Ernani is Opera Australia’s first co-production with La Scala (Milan). “People say you need the four best singers in the world for Il Trovatore [also Verdi], but you probably do for Ernani too,” Terracini says. Verdi’s fifth opera (of 26), written when he was 30, Ernani marks the beginning of the composer’s middle phase, Terracini says. It is quite adventurous harmonically, and Verdi may have shocked himself because some aspects do not reappear until many operas later. Terracini sees Aroyan – now fully established and something of a Verdi specialist – as a protege, having brought her into Opera Australia after she won the aria competition. “She’s a genuine Verdi soprano,” he says. “She can sing Ernani, Attila, Aida – very few people can. I can say without any bias that she sings Ernani far better than the soprano at La Scala. She has been incredibly diligent – and also patient.” Aroyan has sung about a dozen Verdi roles in just a few years and says “they are not the easiest walk in the park. You have to have the stamina to be consistent from beginning to end, not just the arias. Elvira [Ernani] has a lot of high and powerful singing, where I have to soar above the orchestra, soar above the chorus and ensemble together, and keep the high Cs going the whole time.” Macbeth, according to Beresford, is one of the most dramatic of operas because the libretto follows Shakespeare closely. “With the death of King Duncan, Banquo and Macbeth – there’s blood all over the place,” he says.

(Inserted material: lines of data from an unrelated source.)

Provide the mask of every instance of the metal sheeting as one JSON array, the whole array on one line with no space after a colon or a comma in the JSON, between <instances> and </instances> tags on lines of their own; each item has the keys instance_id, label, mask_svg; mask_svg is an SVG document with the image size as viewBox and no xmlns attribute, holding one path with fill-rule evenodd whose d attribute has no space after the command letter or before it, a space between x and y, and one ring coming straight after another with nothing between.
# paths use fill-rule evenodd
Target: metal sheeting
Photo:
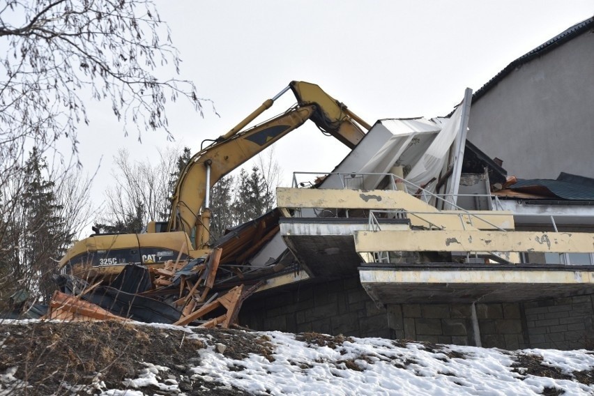
<instances>
[{"instance_id":1,"label":"metal sheeting","mask_svg":"<svg viewBox=\"0 0 594 396\"><path fill-rule=\"evenodd\" d=\"M510 186L510 190L518 192L535 194L547 198L558 198L570 201L594 201L594 187L563 180L520 178L518 179L517 183Z\"/></svg>"}]
</instances>

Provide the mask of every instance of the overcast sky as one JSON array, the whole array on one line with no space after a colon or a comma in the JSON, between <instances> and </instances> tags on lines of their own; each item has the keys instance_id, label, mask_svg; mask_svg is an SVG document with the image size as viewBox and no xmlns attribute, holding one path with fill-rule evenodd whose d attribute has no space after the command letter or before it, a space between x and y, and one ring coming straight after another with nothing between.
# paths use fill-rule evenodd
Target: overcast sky
<instances>
[{"instance_id":1,"label":"overcast sky","mask_svg":"<svg viewBox=\"0 0 594 396\"><path fill-rule=\"evenodd\" d=\"M181 77L195 82L220 116L208 105L203 119L176 103L168 111L176 142L147 132L140 144L123 137L107 104L89 105L91 124L80 130L79 150L89 172L100 161L98 204L119 148L139 160L158 157L160 147L196 152L291 80L317 84L371 124L443 116L466 87L478 90L516 58L594 14L591 0L158 0L157 6L180 50ZM294 102L287 92L261 119ZM294 171L330 172L348 151L308 123L275 146L286 183Z\"/></svg>"}]
</instances>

The orchestral, vocal and choral writing are masterly. “You think, could anything be better than this?” Beresford says. “The play usually has three witches; he has 30. It’s quite a logistical job to place them all and work out what they are doing.”

Beresford has directed about 14 operas now, as well as dozens of movies. He fell in love with opera at 15. The challenge is quite different to film, he says, because the audience is always watching it in a “wide shot”.

The drama comes through extraordinary music. “I find opera so emotional and the music in this opera is so incredibly affecting; when I listen to it being rehearsed even with just the piano, I get a tingly sensation all over,” says Beresford.